Like I said, I have a need for more range than I get from the combined 22Ah (10Ah downtube + 12Ah rack battery, or 500Wh downtube battery + 576Wh rack battery) supply. When I recognized what the range extender controller appears to be doing, I decided that as long as the secondary battery is of the appropriate voltage (48v), it should work even if I used a 24Ah, 1.2kWh battery I had left over from a previous ebike that I destroyed tinkering with. So I spliced 12AWG wires into the positive/negative wires that run from the rack battery to the controller in the rack assembly. I also tested the voltage from the rack battery when it's powered off, and those wires read as 0.4 volts when the battery's switched off.
So I've now got an XT60 connector spliced into the rack assembly, and a third battery mounted to the top tube (48v 24Ah downtube style). When riding, I let the stock Priority downtube battery drain, keep the rear rack battery plugged in but switched off, and leave my added third battery -- the 24Ah one -- plugged into the XT60 connection. The controller switches over to the third, added battery at about 30% of the stock downtube battery's remaining charge.
If I drain my 24Ah battery until the LCD display reads almost empty, I stop, power down the bike, unplug the XT60 connector, and flip the switch for the rack battery to the "on" position. I then power the bike back up, and the LCD display reads 50-80% battery remaining; I then continue on my way.
My question is this: am I begging for these things to catch fire someday, and how badly am I abusing these poor cells? My third battery (48v 24Ah) is a LiFePo4, but I have no idea what the two Priority batteries are.
It doesn't "blend" the batteries or balance them. What it does is drain the downtube battery to approximately 30%, then switch over to the range extender battery and repeat. What happens after the range extender itself hits 30% I can't tell you, but I can report that the LCD display at some point goes from 30% right up to 70-90% in a matter of seconds when it appears to switch. If the rear rack battery is powered off by using the on/off switch on the battery itself, the display goes dead (it doesn't swap back to the downtube battery fast enough). It'll power back up if the rear rack battery is left off and you try to power it on though.

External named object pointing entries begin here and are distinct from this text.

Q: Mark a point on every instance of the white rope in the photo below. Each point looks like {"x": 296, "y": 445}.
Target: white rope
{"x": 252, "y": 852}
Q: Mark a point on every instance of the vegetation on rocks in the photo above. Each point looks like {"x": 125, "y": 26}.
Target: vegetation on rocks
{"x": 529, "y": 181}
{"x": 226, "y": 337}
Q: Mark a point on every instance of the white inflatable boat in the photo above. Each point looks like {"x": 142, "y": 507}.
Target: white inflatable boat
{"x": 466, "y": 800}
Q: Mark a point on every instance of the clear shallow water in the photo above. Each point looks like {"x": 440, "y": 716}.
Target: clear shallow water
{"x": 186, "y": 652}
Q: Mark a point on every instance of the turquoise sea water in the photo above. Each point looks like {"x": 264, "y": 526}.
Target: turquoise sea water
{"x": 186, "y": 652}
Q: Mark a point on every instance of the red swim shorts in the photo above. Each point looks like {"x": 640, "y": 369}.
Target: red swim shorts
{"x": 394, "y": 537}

Like I said, I have a need for more range than I get from the combined 22Ah (10Ah downtube + 12Ah rack battery, or 500Wh downtube battery + 576Wh rack battery) supply. When I recognized what the range extender controller appears to be doing, I decided that as long as the secondary battery is of the appropriate voltage (48v), it should work even if I used a 24Ah, 1.2kWh battery I had left over from a previous ebike that I destroyed tinkering with. So I spliced 12AWG wires into the positive/negative wires that run from the rack battery to the controller in the rack assembly. I also tested the voltage from the rack battery when it's powered off, and those wires read as 0.4 volts when the battery's switched off.

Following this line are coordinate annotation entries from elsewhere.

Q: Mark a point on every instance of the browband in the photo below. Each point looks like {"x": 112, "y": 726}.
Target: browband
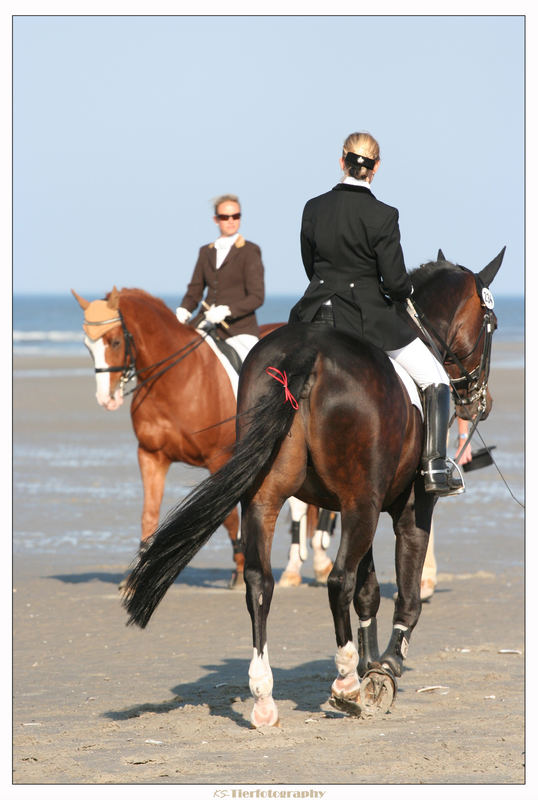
{"x": 356, "y": 160}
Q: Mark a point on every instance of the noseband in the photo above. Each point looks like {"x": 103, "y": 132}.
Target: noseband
{"x": 128, "y": 368}
{"x": 474, "y": 382}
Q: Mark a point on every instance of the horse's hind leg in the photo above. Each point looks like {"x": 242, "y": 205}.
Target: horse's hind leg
{"x": 299, "y": 521}
{"x": 366, "y": 603}
{"x": 258, "y": 523}
{"x": 412, "y": 522}
{"x": 358, "y": 528}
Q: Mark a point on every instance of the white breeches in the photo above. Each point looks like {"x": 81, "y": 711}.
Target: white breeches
{"x": 420, "y": 363}
{"x": 242, "y": 343}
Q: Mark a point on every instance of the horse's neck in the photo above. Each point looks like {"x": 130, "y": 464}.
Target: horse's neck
{"x": 155, "y": 336}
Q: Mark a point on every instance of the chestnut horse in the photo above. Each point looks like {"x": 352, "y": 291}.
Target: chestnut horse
{"x": 337, "y": 429}
{"x": 183, "y": 408}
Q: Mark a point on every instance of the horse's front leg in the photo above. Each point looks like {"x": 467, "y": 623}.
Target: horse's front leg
{"x": 257, "y": 528}
{"x": 366, "y": 603}
{"x": 358, "y": 528}
{"x": 412, "y": 521}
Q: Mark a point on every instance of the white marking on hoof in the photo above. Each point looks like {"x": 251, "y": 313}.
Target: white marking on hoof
{"x": 346, "y": 659}
{"x": 104, "y": 398}
{"x": 264, "y": 713}
{"x": 294, "y": 561}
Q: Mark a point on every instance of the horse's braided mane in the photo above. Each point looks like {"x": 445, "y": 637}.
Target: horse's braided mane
{"x": 141, "y": 294}
{"x": 421, "y": 275}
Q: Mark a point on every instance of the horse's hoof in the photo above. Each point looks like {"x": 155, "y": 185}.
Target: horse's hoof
{"x": 377, "y": 692}
{"x": 237, "y": 581}
{"x": 290, "y": 579}
{"x": 321, "y": 575}
{"x": 346, "y": 706}
{"x": 265, "y": 714}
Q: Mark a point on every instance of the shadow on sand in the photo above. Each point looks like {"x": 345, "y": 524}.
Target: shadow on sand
{"x": 203, "y": 577}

So I've now got an XT60 connector spliced into the rack assembly, and a third battery mounted to the top tube (48v 24Ah downtube style). When riding, I let the stock Priority downtube battery drain, keep the rear rack battery plugged in but switched off, and leave my added third battery -- the 24Ah one -- plugged into the XT60 connection. The controller switches over to the third, added battery at about 30% of the stock downtube battery's remaining charge.

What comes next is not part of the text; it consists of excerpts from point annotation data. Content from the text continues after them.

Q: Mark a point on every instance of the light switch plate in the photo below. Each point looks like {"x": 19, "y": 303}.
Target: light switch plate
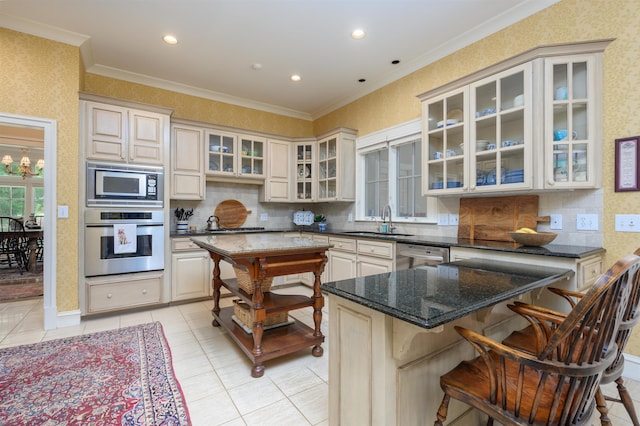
{"x": 587, "y": 222}
{"x": 556, "y": 221}
{"x": 63, "y": 212}
{"x": 627, "y": 223}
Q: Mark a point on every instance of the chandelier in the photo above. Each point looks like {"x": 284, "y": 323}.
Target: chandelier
{"x": 25, "y": 165}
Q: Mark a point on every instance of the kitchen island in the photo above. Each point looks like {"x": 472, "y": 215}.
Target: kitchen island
{"x": 264, "y": 256}
{"x": 391, "y": 335}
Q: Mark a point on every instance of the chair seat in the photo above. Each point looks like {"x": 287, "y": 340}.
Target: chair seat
{"x": 470, "y": 383}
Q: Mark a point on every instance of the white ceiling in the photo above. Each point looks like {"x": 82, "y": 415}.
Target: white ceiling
{"x": 219, "y": 40}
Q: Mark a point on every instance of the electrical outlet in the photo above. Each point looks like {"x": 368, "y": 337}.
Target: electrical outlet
{"x": 587, "y": 222}
{"x": 627, "y": 223}
{"x": 556, "y": 221}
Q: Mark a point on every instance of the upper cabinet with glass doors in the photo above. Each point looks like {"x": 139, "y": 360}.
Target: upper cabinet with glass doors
{"x": 500, "y": 137}
{"x": 444, "y": 136}
{"x": 305, "y": 171}
{"x": 232, "y": 155}
{"x": 336, "y": 171}
{"x": 532, "y": 125}
{"x": 571, "y": 138}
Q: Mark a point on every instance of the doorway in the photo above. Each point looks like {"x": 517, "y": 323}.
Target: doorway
{"x": 48, "y": 128}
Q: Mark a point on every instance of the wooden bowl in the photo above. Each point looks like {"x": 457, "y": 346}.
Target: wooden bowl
{"x": 534, "y": 240}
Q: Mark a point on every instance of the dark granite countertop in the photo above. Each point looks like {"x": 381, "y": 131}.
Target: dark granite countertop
{"x": 555, "y": 250}
{"x": 435, "y": 295}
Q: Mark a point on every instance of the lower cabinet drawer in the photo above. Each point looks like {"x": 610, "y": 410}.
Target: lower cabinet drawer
{"x": 121, "y": 293}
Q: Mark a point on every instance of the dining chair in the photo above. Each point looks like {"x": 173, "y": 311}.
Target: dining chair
{"x": 558, "y": 384}
{"x": 13, "y": 243}
{"x": 527, "y": 339}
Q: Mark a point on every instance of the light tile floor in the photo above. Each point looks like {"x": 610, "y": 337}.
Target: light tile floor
{"x": 215, "y": 374}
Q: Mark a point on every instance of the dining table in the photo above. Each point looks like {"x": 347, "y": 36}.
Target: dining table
{"x": 32, "y": 235}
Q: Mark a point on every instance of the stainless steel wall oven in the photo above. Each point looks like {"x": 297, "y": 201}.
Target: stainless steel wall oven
{"x": 119, "y": 242}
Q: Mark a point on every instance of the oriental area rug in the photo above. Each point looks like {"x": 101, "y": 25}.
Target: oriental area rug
{"x": 116, "y": 377}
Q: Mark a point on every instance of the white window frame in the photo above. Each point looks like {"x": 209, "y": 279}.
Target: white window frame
{"x": 389, "y": 139}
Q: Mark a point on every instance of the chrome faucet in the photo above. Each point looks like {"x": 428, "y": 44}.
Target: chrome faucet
{"x": 387, "y": 227}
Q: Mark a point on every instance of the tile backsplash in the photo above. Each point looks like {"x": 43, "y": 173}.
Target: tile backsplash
{"x": 280, "y": 215}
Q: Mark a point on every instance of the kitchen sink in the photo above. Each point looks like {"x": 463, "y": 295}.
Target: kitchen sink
{"x": 380, "y": 234}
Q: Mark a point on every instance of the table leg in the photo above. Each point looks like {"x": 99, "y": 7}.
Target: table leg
{"x": 318, "y": 303}
{"x": 217, "y": 283}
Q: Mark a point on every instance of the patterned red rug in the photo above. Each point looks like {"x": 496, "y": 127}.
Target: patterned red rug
{"x": 122, "y": 377}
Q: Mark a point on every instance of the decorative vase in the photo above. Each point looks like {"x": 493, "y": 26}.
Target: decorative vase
{"x": 182, "y": 226}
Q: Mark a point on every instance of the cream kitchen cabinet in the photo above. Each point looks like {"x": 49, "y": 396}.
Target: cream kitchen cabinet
{"x": 305, "y": 171}
{"x": 191, "y": 270}
{"x": 336, "y": 166}
{"x": 232, "y": 155}
{"x": 479, "y": 137}
{"x": 120, "y": 134}
{"x": 350, "y": 257}
{"x": 572, "y": 132}
{"x": 342, "y": 258}
{"x": 118, "y": 292}
{"x": 277, "y": 185}
{"x": 187, "y": 163}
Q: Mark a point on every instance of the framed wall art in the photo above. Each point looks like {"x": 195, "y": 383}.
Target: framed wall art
{"x": 627, "y": 164}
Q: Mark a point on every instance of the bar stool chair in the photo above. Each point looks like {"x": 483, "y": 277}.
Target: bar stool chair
{"x": 558, "y": 384}
{"x": 527, "y": 340}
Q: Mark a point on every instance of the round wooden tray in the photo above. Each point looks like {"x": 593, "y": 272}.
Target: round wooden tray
{"x": 231, "y": 214}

If I drain my 24Ah battery until the LCD display reads almost empty, I stop, power down the bike, unplug the XT60 connector, and flip the switch for the rack battery to the "on" position. I then power the bike back up, and the LCD display reads 50-80% battery remaining; I then continue on my way.
My question is this: am I begging for these things to catch fire someday, and how badly am I abusing these poor cells? My third battery (48v 24Ah) is a LiFePo4, but I have no idea what the two Priority batteries are.